The Freedom Trail is a  path through Boston, Massachusetts, that passes by 16 locations significant to the history of the United States. Marked largely with brick, it winds from Boston Common in downtown Boston through the North End to the Bunker Hill Monument in Charlestown. Stops along the trail include simple explanatory ground markers, graveyards, notable churches and buildings, and a historic naval frigate. While most of the sites are free or suggest donations, the Old South Meeting House, the Old State House, and the Paul Revere House charge admission. The Freedom Trail is overseen by the City of Boston's Freedom Trail Commission and is supported in part by grants from various nonprofits and foundations, private philanthropy, and Boston National Historical Park.
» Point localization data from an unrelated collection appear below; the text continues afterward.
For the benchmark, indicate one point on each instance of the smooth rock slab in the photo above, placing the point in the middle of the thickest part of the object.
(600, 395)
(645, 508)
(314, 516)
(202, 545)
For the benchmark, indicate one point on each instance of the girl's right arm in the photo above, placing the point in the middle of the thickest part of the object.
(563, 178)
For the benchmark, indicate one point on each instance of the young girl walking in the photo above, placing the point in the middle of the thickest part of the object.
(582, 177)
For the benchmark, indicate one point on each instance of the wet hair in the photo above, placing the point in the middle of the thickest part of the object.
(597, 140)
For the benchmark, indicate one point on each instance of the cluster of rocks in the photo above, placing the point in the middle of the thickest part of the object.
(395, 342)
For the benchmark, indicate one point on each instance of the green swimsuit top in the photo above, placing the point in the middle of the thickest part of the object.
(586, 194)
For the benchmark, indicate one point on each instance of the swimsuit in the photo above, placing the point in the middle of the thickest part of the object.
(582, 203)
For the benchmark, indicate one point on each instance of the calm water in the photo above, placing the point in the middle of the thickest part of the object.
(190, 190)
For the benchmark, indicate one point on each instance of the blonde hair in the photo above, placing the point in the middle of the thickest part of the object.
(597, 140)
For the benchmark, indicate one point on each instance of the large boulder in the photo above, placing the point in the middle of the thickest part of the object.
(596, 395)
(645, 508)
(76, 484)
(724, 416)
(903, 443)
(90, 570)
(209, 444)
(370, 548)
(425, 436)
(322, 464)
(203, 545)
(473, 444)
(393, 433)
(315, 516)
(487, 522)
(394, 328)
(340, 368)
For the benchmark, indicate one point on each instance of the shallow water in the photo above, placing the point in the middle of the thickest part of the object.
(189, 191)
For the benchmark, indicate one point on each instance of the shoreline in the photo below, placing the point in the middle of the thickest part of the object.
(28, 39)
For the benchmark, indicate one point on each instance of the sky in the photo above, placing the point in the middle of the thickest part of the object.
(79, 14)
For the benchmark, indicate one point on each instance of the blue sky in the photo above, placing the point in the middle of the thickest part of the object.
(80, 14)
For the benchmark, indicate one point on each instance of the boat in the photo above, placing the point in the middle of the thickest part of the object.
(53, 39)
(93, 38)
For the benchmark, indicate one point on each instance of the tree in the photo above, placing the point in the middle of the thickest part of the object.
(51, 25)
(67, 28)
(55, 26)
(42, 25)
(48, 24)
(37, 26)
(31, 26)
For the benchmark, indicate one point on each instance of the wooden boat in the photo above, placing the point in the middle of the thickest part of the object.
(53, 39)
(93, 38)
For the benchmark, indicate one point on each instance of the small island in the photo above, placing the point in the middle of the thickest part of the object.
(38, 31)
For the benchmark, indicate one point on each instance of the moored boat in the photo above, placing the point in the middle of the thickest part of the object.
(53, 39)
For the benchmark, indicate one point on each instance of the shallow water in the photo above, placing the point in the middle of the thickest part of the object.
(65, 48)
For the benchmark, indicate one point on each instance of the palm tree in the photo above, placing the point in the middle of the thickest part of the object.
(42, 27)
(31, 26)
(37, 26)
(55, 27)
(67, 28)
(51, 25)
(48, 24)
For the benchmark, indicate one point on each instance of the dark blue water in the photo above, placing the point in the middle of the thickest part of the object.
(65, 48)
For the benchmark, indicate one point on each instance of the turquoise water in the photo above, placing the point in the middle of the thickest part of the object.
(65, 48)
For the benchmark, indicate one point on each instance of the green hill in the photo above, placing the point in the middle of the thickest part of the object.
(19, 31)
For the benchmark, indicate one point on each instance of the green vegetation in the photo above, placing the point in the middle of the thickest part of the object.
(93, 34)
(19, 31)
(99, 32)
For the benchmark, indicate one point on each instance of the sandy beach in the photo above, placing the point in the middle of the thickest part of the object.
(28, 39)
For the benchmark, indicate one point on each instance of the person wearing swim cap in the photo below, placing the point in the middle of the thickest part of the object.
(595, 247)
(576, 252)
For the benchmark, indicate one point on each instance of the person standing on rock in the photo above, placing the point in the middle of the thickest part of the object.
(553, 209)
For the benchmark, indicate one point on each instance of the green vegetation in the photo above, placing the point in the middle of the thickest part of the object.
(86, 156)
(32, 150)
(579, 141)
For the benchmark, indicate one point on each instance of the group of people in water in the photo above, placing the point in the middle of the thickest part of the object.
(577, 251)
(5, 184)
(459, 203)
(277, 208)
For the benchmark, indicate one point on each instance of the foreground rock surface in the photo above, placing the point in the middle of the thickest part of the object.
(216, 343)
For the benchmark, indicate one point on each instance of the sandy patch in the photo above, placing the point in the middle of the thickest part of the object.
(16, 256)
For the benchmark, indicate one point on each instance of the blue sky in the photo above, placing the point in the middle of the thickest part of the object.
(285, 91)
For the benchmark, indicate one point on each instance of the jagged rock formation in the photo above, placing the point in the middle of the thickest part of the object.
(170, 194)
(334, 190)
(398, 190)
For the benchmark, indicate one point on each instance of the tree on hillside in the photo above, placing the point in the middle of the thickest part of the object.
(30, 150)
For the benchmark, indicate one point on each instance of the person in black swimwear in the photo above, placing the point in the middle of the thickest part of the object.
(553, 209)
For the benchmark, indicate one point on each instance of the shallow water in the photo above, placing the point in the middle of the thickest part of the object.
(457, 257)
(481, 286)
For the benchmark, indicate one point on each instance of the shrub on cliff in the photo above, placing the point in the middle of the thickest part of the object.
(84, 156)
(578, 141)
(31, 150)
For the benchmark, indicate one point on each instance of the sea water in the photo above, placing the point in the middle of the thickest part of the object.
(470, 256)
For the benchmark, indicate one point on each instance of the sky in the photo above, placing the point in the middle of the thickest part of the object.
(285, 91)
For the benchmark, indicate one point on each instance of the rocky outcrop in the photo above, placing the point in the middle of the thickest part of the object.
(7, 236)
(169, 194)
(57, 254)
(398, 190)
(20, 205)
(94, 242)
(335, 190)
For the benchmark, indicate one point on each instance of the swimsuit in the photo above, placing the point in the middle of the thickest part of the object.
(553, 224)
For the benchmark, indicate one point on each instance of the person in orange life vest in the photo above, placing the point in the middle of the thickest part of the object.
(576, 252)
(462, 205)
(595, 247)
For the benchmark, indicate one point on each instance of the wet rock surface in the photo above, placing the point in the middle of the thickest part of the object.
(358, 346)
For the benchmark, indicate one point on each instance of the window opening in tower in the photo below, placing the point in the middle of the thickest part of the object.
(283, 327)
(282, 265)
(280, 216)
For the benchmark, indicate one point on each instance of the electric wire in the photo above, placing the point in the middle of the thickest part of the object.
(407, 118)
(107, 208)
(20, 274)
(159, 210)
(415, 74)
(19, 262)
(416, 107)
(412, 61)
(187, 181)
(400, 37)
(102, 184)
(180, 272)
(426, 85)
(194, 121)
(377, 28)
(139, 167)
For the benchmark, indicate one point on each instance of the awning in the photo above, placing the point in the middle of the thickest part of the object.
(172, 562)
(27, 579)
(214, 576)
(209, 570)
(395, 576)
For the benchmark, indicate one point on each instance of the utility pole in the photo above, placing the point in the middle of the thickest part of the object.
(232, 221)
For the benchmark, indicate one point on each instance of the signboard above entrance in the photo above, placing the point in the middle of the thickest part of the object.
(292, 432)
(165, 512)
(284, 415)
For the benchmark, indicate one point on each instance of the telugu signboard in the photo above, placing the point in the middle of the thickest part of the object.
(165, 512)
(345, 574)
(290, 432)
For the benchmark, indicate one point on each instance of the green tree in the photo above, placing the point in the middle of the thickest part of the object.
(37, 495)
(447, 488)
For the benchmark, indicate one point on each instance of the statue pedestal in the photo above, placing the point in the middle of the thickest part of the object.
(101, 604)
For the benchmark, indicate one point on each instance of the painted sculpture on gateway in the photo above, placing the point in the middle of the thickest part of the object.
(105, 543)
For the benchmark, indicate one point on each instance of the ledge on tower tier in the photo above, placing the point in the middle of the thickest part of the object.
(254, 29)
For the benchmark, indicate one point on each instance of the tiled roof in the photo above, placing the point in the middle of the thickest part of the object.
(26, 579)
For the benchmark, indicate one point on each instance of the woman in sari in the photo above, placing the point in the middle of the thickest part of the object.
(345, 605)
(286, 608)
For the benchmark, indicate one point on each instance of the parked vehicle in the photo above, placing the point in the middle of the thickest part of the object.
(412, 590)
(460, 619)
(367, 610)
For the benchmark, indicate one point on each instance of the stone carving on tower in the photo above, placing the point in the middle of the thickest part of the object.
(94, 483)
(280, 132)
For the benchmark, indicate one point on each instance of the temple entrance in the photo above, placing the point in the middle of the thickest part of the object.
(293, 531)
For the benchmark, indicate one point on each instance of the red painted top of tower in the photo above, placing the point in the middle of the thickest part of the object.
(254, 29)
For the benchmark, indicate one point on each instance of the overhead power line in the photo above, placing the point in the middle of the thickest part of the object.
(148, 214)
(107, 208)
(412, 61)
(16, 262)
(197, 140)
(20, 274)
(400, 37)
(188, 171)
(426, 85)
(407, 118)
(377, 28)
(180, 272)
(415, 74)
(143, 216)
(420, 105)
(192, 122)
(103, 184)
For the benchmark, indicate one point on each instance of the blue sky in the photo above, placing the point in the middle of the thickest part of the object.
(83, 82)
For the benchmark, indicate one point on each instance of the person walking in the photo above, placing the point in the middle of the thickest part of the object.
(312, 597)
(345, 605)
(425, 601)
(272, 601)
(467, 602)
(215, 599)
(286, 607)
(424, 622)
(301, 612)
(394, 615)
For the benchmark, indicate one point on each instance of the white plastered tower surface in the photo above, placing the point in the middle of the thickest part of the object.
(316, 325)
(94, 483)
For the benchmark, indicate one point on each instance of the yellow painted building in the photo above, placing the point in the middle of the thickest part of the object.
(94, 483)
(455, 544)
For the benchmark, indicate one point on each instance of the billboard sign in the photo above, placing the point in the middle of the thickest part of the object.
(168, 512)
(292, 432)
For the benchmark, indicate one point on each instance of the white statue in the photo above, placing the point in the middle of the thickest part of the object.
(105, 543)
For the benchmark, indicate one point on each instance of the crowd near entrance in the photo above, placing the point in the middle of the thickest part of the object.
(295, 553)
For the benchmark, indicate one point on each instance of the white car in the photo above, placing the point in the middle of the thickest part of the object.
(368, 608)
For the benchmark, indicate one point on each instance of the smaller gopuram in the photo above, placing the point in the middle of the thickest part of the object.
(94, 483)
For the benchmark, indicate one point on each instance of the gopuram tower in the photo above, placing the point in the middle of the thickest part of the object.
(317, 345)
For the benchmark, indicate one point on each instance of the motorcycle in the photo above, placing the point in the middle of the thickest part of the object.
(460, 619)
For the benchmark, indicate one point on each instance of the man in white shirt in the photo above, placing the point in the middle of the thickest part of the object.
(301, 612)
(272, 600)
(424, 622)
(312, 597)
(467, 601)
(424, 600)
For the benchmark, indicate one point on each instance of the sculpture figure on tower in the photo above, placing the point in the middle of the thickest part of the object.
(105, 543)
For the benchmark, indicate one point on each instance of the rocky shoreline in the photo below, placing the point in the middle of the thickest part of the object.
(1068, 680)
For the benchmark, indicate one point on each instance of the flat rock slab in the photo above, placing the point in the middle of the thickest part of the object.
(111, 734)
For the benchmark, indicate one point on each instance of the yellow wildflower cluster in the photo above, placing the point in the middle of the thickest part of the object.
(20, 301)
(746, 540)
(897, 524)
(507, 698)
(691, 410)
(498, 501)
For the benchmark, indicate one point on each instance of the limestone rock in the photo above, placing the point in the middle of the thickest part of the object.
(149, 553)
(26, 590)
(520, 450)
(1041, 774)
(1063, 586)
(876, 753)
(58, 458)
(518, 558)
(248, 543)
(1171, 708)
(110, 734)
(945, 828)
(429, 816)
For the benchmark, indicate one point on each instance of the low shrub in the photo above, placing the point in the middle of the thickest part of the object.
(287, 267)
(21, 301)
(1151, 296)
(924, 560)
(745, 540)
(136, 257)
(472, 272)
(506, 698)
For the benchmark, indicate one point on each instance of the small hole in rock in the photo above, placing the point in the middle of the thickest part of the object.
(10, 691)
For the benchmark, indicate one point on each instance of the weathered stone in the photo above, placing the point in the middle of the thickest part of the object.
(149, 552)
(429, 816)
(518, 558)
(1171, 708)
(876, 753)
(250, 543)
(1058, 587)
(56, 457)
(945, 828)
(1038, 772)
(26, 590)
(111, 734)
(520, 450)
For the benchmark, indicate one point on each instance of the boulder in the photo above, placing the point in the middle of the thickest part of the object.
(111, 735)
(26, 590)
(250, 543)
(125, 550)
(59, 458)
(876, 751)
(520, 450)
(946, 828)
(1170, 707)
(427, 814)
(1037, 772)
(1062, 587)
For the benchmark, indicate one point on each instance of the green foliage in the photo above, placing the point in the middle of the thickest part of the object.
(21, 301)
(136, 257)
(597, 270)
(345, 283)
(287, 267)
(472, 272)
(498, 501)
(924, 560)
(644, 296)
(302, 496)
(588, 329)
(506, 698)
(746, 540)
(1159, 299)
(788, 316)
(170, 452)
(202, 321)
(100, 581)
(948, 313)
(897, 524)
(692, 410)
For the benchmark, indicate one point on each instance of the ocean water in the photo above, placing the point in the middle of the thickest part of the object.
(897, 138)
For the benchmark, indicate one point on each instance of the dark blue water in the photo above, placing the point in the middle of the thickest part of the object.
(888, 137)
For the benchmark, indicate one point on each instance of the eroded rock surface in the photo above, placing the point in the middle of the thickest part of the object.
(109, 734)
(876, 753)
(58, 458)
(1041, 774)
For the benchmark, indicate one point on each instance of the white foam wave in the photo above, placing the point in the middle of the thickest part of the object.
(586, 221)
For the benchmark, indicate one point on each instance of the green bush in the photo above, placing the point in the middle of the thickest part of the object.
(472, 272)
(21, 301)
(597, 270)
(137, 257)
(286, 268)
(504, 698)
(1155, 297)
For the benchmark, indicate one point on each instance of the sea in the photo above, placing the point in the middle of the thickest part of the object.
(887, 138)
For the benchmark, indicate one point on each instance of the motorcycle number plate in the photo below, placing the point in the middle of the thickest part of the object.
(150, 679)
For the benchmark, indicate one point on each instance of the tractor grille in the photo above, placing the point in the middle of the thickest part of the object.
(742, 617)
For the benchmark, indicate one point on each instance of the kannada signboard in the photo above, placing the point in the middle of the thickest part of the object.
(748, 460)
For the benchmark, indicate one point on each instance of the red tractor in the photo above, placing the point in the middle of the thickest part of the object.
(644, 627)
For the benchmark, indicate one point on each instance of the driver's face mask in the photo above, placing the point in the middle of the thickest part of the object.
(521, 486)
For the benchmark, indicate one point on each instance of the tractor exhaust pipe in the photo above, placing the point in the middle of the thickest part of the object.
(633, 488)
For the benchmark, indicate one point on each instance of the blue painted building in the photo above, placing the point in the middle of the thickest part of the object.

The Freedom Trail was conceived by local journalist William Schofield, who in 1951 suggested building a pedestrian trail to link important local landmarks. Boston mayor John Hynes decided to put Schofield's idea into action. By 1953, 40,000 people were walking the trail annually.

The National Park Service operates a visitor's center on the first floor of Faneuil Hall, where they offer tours, provide free maps of the Freedom Trail and other historic sites, and sell books about Boston and United States history.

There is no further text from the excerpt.